Dans son discours d’acceptation, l’ambassadrice Graand-Galon a exprimé sa sincère gratitude pour l’honneur et les réflexions partagées sur les liens culturels de longue date entre le Ghana et le Suriname, en particulier avec le peuple GA.


«Je suis venue au Ghana en 1997 pour en apprendre davantage sur le système de chefferie, motivé par le désir de retracer mes racines», se souvient-elle. «Beaucoup de nos traditions au Suriname sont venues directement d’ici. Après plus de deux décennies, je suis fier de voir que ces systèmes sont toujours en vie – un témoignage de la force et de la résilience de la culture africaine.»
Elle a été particulièrement frappée par les parallèles culturels et linguistiques entre le peuple GA et les Surinamais. «Au Suriname, nous disons toujours« Agoo »pour demander la permission – tout comme au Ghana. Ce n’est pas une coïncidence; c’est notre héritage partagé», a-t-elle déclaré.
L’ambassadeur Graand-Galon a également souligné l’impact du colonialisme sur l’identité africaine, appelant à un renouveau des langues et traditions africaines. «La première chose que les colonisateurs nous ont pris, c’est notre langue. Mais je sais qui je suis – je suis africain, et je n’oublierai jamais mes racines. C’est pourquoi j’apprends des langues ghanéennes locales et j’encourage les autres à faire de même.»
Dans son nouveau rôle de Noryaa Manye, elle a promis de canaliser ses efforts dans le développement tangible de la communauté Otublohum. «Au nom de Jésus que je sert, je m’engage à tout donner pour le développement d’Otublohum. Le travail est génial, mais je crois qu’avec l’unité, nous pouvons accomplir beaucoup.»

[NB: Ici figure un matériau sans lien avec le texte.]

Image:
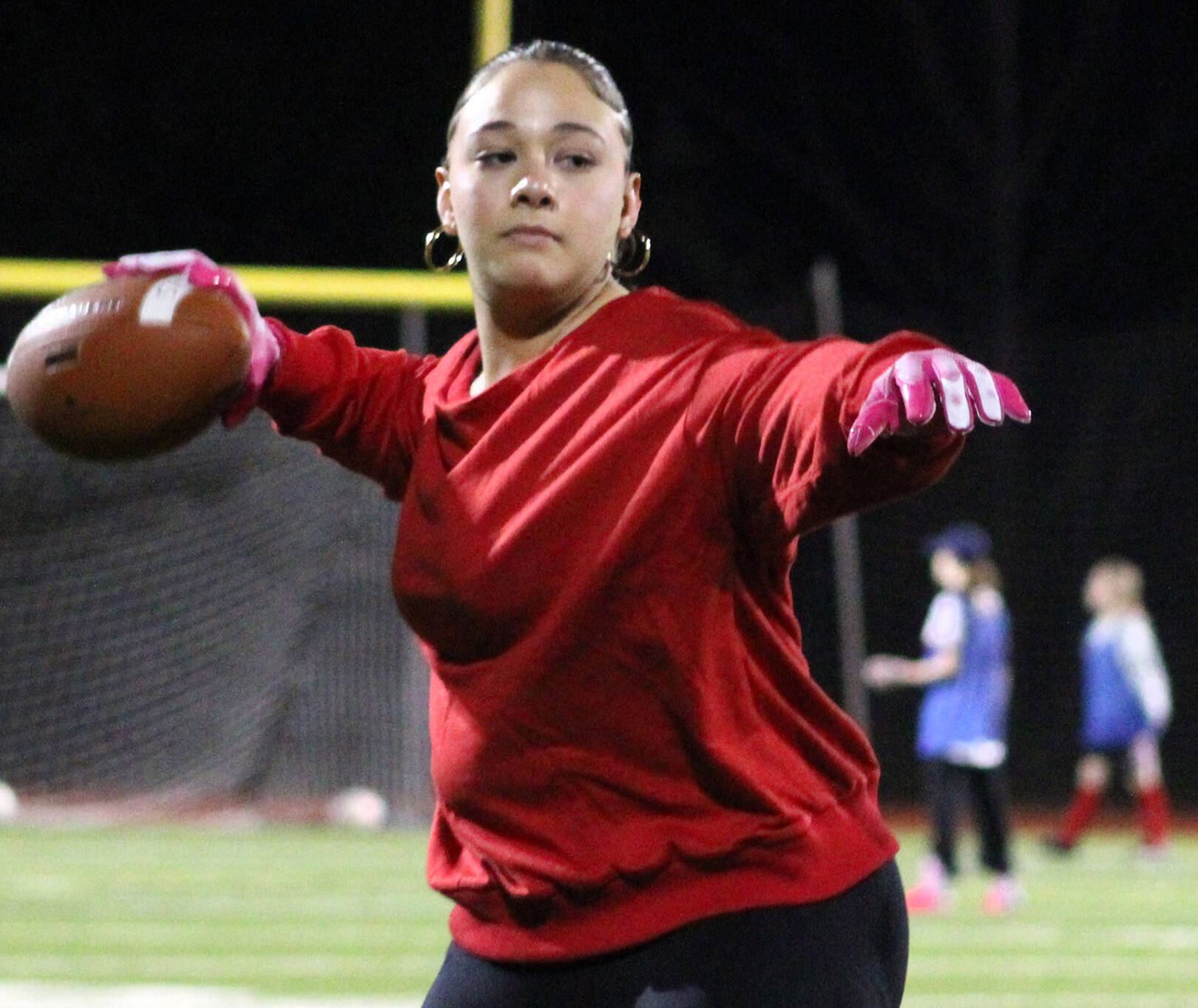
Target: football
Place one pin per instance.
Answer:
(129, 367)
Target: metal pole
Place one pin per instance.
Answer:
(845, 536)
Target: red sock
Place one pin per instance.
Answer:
(1077, 816)
(1154, 814)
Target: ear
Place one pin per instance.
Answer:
(444, 202)
(632, 208)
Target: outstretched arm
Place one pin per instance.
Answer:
(885, 670)
(904, 398)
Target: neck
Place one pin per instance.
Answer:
(513, 331)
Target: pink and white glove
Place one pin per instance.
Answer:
(904, 395)
(201, 271)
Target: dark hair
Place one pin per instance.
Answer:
(598, 78)
(966, 541)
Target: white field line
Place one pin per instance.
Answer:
(38, 995)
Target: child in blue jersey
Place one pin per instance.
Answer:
(961, 739)
(1126, 705)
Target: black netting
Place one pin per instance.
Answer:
(217, 619)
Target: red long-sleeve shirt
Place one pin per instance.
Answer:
(595, 554)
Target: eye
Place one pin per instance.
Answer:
(577, 160)
(493, 158)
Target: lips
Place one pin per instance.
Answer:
(529, 233)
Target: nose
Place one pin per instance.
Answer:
(532, 189)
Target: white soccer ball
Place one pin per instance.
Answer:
(9, 803)
(359, 808)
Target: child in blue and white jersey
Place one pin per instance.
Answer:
(961, 737)
(1126, 705)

Elle a en outre demandé une collaboration plus approfondie entre les Africains sur le continent et ceux de la diaspora. «Nous sommes un seul peuple. Nous avons besoin de nos frères et sœurs africains pour nous écouter et nous ouvrir les bras. Notre unité est notre pouvoir.»
L’installation de l’ambassadeur Graand-Galon par Tetebotan Nii Dodoo Nsaki II est une étape approfondie dans la mission plus large de reconnecter l’Afrique avec sa diaspora, jetant les bases de futurs partenariats fondés sur l’identité, l’histoire et le développement partagés.